Certainly, different career tracks or specializations should emphasize different distributions of these skills, but the above categories form a common basis of understanding within our institutions of foreign policy. These categories are only a starting point, a framework, for developing an official curriculum for foreign policy expertise.
Next Steps
The Foreign Service must take the lead in demanding high standards for itself. Official endorsement of a robust curriculum for foreign policy expertise would signal a paradigm shift in the practice of foreign policy. Such a curriculum offers a recipe by which policymakers can upgrade their approach to decision-making and build an institution more demonstrably capable of achieving discrete national security goals.
Three tasks are necessary to advance the implementation of a new curriculum at the State Department. First, the content of the curriculum needs to be developed, ideally by a well-respected, diverse, and interdisciplinary commission. The ideas contained in this article are intended as a contribution to a long-standing discussion, not the final word.
Second, great care needs to be taken to design an implementation plan. There are many options. An official curriculum could be offered simply as voluntary guidance. A required training program might be developed for all officers. Or the substance of the curriculum could be integrated into the hiring and promotion standards of the State Department.
Third, the department’s processes must be updated to ensure the skills taught in training are actually used. Research suggests that training new skills that aren’t used on the job is a waste of time and resources. The precepts of the curriculum—the process by which country strategies are designed, for instance—might be formally spelled out in official State Department doctrine.

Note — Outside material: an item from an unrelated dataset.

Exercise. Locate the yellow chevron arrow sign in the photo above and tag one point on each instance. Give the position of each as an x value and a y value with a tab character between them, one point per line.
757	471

The first iteration of the curriculum will not be perfect. Any attempt must be subject to ongoing scrutiny and based on feedback and evaluation. In this manner, the curriculum must be dynamic, constantly evolving in response to an ever-changing world.
Ultimately, good ideas aren’t enough to change anything in Washington. Progress requires people in positions of authority to speak up and agitate for change. To rebuild trust with Congress and the American people, the Foreign Service needs to up its game. Adoption of a cutting-edge curriculum would demonstrate that the Foreign Service remains committed to leadership.